Pocas veces en la historia reciente unas elecciones han sido decisivas como las que nos convocan este año, y veamos por qué:
Vivimos un momento en el que la violencia vuelve a marcar la agenda diaria, en el que los colombianos se despiertan con noticias de atentados, amenazas, retenes ilegales y ciudadanos asesinados mientras cumplían su deber. Un país donde hacer política, ejercer liderazgo o simplemente trabajar por lo público se convirtió, otra vez, en un riesgo de vida.
Mientras tanto, miles de familias en Córdoba y Sucre lo perdieron todo por las lluvias. Casas inundadas, cultivos arrasados, comunidades enteras a la espera de respuestas. Lo que debería ser una institución dedicada a salvar vidas y atender emergencias —la UNGRD— hoy está manchada por escándalos de corrupción que indignan y duelen.
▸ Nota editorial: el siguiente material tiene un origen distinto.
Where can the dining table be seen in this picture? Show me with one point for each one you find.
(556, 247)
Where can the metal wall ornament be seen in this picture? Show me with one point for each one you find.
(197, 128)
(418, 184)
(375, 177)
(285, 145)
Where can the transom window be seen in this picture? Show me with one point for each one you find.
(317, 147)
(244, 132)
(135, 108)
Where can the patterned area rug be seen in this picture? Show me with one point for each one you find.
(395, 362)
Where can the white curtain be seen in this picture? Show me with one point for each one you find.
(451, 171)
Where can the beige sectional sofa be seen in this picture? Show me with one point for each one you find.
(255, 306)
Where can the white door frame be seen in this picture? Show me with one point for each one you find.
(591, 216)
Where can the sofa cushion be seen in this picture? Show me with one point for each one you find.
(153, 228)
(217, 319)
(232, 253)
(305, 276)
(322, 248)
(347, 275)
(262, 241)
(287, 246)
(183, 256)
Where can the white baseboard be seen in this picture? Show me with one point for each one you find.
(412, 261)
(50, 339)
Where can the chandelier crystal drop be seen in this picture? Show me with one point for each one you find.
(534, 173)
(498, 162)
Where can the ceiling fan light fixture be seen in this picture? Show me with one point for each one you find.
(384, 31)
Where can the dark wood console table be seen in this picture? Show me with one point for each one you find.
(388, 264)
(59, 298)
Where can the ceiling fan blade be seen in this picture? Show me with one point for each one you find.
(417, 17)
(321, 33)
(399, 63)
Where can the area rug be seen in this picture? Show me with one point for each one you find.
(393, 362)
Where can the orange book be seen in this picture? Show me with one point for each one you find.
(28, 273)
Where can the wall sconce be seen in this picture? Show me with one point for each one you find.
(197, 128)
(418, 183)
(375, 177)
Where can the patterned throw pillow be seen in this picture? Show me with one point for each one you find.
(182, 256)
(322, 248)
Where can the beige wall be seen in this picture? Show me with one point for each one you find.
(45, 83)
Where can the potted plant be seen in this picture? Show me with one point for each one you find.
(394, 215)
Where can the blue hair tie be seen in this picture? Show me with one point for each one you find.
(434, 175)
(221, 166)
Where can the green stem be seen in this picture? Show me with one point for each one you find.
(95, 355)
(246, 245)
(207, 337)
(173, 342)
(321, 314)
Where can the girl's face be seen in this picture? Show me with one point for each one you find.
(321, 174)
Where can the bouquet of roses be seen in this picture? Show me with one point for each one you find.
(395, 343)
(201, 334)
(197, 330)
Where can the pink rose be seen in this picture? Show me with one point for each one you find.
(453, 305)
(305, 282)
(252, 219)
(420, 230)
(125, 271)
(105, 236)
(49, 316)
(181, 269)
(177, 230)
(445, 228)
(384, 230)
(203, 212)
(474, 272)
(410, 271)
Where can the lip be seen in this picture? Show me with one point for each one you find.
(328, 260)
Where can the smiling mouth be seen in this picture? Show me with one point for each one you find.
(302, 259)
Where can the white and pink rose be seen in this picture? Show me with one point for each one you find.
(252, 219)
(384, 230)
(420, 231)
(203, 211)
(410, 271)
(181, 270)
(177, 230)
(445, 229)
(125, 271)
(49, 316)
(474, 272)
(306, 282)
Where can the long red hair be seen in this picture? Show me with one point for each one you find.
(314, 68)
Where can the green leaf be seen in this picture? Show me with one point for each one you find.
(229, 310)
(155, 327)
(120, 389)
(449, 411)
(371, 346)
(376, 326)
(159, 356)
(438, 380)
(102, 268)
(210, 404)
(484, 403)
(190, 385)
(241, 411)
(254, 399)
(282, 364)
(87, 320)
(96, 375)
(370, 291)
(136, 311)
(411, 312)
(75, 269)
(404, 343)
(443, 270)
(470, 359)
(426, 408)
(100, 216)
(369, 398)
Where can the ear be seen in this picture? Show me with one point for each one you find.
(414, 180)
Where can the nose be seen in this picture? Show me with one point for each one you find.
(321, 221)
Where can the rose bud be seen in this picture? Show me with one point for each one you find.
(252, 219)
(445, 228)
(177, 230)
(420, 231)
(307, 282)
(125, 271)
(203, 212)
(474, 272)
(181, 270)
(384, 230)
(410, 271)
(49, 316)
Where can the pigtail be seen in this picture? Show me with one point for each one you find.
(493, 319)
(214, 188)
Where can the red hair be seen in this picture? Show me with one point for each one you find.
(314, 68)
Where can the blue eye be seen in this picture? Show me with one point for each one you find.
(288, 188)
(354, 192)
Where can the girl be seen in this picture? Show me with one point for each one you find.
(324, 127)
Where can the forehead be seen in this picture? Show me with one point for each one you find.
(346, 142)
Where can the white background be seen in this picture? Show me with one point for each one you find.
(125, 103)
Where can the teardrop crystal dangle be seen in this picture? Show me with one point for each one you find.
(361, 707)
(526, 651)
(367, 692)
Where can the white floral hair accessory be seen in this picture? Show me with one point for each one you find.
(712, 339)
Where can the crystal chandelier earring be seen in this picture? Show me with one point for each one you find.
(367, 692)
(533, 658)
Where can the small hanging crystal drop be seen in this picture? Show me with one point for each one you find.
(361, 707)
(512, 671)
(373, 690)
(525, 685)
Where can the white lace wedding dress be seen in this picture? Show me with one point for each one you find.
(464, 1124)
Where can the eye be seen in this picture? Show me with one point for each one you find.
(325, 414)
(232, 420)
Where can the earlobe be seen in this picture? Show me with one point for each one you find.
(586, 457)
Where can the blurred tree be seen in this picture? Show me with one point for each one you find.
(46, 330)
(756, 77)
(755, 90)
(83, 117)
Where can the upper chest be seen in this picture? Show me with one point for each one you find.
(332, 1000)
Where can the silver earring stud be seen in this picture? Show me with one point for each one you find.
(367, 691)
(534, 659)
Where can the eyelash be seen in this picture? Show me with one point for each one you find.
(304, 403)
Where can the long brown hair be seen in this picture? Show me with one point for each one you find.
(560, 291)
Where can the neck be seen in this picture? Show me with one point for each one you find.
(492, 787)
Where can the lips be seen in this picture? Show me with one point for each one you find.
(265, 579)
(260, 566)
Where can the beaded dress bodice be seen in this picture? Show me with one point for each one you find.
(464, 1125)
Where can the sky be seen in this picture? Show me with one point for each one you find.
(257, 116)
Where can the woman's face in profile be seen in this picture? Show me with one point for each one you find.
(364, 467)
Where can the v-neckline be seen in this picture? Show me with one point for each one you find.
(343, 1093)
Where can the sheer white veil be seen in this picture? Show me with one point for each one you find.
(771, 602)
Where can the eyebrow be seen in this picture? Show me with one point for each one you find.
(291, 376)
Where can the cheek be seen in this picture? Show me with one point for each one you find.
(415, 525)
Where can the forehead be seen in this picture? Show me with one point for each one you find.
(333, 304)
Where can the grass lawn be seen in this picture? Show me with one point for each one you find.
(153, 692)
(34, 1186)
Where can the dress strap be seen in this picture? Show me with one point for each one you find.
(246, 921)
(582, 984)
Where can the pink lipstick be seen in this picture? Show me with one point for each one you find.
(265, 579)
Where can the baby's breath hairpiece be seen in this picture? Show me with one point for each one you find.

Porque cuando la ayuda se roba, no solo se pierde dinero: se pierde dignidad y se condena a los más vulnerables.
A esto se suma un clima de zozobra que no podemos normalizar: amenazas del ELN, advertencias sobre posibles atentados, intentos de infiltración en espacios educativos y maniobras para interferir en los procesos democráticos. Todo esto ocurre mientras algunos prefieren minimizar, relativizar o mirar hacia otro lado.
Pero Colombia no puede seguir anestesiada. No puede acostumbrarse al miedo, a la corrupción ni al desorden público como si fueran parte inevitable del paisaje.
Por eso, la jornada electoral del próximo 8 de marzo no es una fecha cualquiera en el calendario. Es una decisión histórica. Es el momento en el que cada ciudadano debe preguntarse, con honestidad:
¿Quién está trabajando de verdad por el país? ¿Quién defiende la democracia sin ambigüedades? ¿Quién tiene la experiencia, el carácter y la coherencia para enfrentar este momento crítico?
Votar no es solo un derecho: hoy es un acto de conciencia. Es revisar trayectorias, contrastar discursos con hechos, premiar el trabajo serio y castigar la improvisación, el oportunismo y la corrupción.
Colombia necesita orden, sí. Pero también necesita unidad, sensatez y liderazgo responsable. Necesita un Congreso que legisle pensando en la gente y no en el caos. Necesita decisiones firmes, no silencios cómplices.
Despertemos. Miremos el país que tenemos y decidamos, con responsabilidad, el país que queremos construir. Porque el futuro de Colombia no se juega en discursos incendiarios ni en el miedo: se juega en las urnas. Y esta vez, no podemos fallar.